The number of registered patients at Ministry of Health (MOH) hospitals with cataracts saw a drop of 71.27 per cent in the first seven months of 2020 compared to the full year of 2019. Cataracts are the clouding of the usually clear lens of one’s eye, causing clouded vision.
Glaucoma patients who visited public hospitals this year decreased to 1,388, or a drop of 97.65 per cent from January to July, compared to the full year of 2019. Glaucoma, which damages the optic nerve, is one of the leading causes of blindness for people aged over 60.
Diabetic retinopathy is a diabetes complication caused by damage in the blood vessels of light-sensitive tissue at the retina, which can eventually cause blindness after first causing no symptoms or only mild vision issues. The number of registered patients at MOH hospitals with this disease experienced a fall of 72.3 per cent compared to 2019.
“The overall data for the year 2020 shows a rather significant decline in patients caused by a drop in patient visits to hospitals because of the Covid-19 pandemic,” Health Minister Dr Adham Baba mentioned in a written parliament reply on November 9 to Sungai Siput MP Kesavan Subramaniam.

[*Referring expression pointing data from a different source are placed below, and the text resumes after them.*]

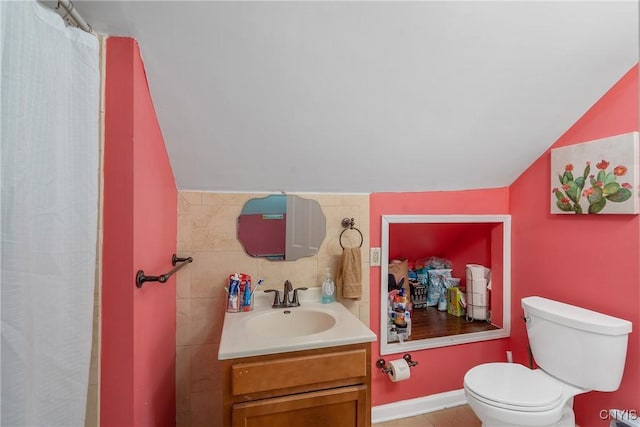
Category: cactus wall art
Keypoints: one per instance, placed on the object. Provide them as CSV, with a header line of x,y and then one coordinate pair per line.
x,y
596,177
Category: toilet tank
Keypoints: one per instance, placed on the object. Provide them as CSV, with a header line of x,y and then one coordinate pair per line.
x,y
581,347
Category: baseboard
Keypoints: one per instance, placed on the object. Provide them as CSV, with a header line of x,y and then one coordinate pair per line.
x,y
418,406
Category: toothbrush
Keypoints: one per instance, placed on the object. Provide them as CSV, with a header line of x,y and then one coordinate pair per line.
x,y
256,287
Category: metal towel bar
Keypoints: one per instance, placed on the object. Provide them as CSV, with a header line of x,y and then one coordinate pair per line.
x,y
141,277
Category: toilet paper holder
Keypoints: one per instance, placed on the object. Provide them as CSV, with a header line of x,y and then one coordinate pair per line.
x,y
382,364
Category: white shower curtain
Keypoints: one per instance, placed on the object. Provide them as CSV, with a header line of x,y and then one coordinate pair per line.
x,y
49,149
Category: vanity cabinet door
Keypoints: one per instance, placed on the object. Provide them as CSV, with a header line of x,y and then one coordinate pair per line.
x,y
337,407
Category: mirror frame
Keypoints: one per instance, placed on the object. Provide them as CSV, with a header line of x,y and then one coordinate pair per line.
x,y
426,343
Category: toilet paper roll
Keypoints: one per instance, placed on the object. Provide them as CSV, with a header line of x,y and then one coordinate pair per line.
x,y
477,271
400,370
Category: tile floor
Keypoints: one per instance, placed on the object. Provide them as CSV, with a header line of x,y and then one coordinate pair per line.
x,y
459,416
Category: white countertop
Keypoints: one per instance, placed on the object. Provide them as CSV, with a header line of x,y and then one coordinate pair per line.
x,y
239,341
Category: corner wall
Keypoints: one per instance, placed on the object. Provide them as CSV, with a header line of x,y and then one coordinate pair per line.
x,y
591,261
140,225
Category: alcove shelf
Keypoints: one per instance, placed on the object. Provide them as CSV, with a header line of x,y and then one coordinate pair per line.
x,y
463,239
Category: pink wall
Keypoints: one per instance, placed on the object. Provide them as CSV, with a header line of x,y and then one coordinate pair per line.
x,y
590,261
140,226
440,369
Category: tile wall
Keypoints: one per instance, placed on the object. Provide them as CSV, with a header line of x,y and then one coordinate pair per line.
x,y
207,232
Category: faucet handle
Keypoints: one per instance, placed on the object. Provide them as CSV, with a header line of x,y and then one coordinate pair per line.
x,y
296,302
276,299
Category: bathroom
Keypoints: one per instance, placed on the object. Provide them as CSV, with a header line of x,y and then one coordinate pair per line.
x,y
173,352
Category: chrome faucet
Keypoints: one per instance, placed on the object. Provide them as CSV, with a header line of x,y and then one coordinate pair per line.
x,y
286,300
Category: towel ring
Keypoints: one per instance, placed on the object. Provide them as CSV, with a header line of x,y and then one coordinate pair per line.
x,y
348,224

Kesavan had asked MOH to state the registered number of patients with eye diseases like cataracts, glaucoma and diabetic retinopathy in public hospitals in 2018, 2019 and 2020.
“A study in 2020 showed that the population of Malaysia is expected to reach 33.7 million, of which 3.8 million (11.8%) are senior citizens. Eye disease often occurs among the elderly,” Kesavan stated in his question to MOH.
Dr Adham replied: “Eye diseases such as cataracts, glaucoma, and diabetic retinopathy can also occur among young people, especially those who have diabetes mellitus.”
Besides eye disease, experts warned that a prolonged lockdown may increase fatalities among cancer and diabetic patients during the Covid-19 pandemic after delaying treatment.